3 Replies Latest reply: Feb 19, 2016 7:14 PM by Stefan Wühl RSS

    Which is faster to drop records, inner join or non-concatenate load and drop?

    Andy Dietler

      I have a script that creates record for each date between the start and end of a contract and links back to the contract fact table with %ContractKey. Which of these ways is going to load faster:

       

      Use an Inner Join to drop the invalid rows:

       

      //Get Min/Max Dates

      MinMaxDate:

      LOAD

        Min([Contract Date Start]) AS MinDate,

          Max([Contract Date End]) AS MaxDate

      Resident Contracts;

       

       

      Let vMinDate = Peek('MinDate');

      Let vMaxDate = Peek('MaxDate');

       

       

      Drop Table MinMaxDate;

       

       

      //Create Table of All Dates in Range

      ContractDates:

      LOAD 

        Date($(vMinDate) + IterNo() - 1) as [Active Date] 

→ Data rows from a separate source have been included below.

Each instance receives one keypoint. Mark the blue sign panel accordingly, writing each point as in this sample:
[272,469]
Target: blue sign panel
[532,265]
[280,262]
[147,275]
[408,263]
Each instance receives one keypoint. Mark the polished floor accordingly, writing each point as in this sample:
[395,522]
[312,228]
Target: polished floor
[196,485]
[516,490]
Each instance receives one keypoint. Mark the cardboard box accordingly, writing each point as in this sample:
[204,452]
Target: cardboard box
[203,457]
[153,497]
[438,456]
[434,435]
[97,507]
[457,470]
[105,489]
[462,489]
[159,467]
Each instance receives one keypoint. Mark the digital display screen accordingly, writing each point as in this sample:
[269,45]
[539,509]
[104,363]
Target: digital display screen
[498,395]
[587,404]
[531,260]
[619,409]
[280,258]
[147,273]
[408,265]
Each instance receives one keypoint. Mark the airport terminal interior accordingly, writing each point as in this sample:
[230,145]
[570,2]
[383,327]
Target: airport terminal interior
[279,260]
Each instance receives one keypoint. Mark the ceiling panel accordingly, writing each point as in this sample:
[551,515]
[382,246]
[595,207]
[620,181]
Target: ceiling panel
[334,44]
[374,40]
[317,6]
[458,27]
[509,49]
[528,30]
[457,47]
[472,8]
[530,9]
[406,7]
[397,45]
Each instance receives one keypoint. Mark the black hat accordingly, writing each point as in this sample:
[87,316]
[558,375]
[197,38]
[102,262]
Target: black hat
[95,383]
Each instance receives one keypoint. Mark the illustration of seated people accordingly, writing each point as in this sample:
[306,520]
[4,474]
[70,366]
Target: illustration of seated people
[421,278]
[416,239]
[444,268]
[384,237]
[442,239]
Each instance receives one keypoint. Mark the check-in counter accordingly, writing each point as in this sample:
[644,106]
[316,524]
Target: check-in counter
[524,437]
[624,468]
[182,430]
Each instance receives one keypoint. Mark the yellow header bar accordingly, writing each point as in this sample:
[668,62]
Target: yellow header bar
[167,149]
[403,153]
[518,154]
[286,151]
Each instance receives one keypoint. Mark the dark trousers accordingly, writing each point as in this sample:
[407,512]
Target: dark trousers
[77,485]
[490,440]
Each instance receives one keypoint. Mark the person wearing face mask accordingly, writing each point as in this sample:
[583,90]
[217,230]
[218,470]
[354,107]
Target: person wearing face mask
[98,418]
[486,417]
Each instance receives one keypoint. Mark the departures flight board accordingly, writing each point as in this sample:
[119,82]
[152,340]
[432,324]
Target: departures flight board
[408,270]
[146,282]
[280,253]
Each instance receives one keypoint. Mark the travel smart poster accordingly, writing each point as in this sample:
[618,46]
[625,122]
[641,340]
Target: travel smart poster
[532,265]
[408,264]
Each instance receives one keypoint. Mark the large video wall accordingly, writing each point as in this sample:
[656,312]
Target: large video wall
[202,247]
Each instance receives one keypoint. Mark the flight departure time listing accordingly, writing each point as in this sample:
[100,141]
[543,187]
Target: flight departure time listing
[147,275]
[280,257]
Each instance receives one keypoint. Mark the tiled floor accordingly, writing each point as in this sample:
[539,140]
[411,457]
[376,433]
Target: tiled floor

      AutoGenerate 1 While $(vMinDate) + IterNo() -1 <= $(vMaxDate); 

       

       

      //Cartesian All Contracts to Dates

      Join (ContractDates)

      LOAD Distinct

        %ContractID,

          [Contract Date Start] AS Start_temp,

          [Contract Date End] AS End_temp

      Resident Contracts;

         

      //Remove Dates Outside of Contract Start and End

      Inner Join (ContractDates)

      LOAD

        %ContractID,

          [Active Date]

      Resident ContractDates

      WHERE Start_temp <= [Active Date]

      AND End_temp >= [Active Date]

      ;

       

      Drop Fields Start_temp, End_temp;

       

      Or a similar method but with a temp table and then load a 2nd table and drop the temp one:

       

      //Get Min/Max Dates

      MinMaxDate:

      LOAD

        Min([Contract Date Start]) AS MinDate,

          Max([Contract Date End]) AS MaxDate

      Resident Contracts;

       

       

      Let vMinDate = Peek('MinDate');

      Let vMaxDate = Peek('MaxDate');

       

       

      Drop Table MinMaxDate;

       

       

      //Create Table of All Dates in Range

      ContractDates:

      LOAD 

        Date($(vMinDate) + IterNo() - 1) as [Active Date] 

      AutoGenerate 1 While $(vMinDate) + IterNo() -1 <= $(vMaxDate); 

       

       

      //Cartesian All Contracts to Dates

      Join (ContractDates)

      LOAD Distinct

        %ContractID,

          [Contract Date Start] AS Start_temp,

          [Contract Date End] AS End_temp

      Resident Contracts;

         

      //Remove Dates Outside of Contract Start and End

      Rename Table ContractDates to ContractDates_temp;

       

      NoConcatenate

      ContactDates:

      LOAD

        %ContractID,

          [Active Date]

      Resident ContractDates_temp

      WHERE Start_temp <= [Active Date]

      AND End_temp >= [Active Date]

      ;

       

      Drop Table ContractDates_temp;

       

      Drop Fields Start_temp, End_temp;

       

      Or is there a better way to accomplish this?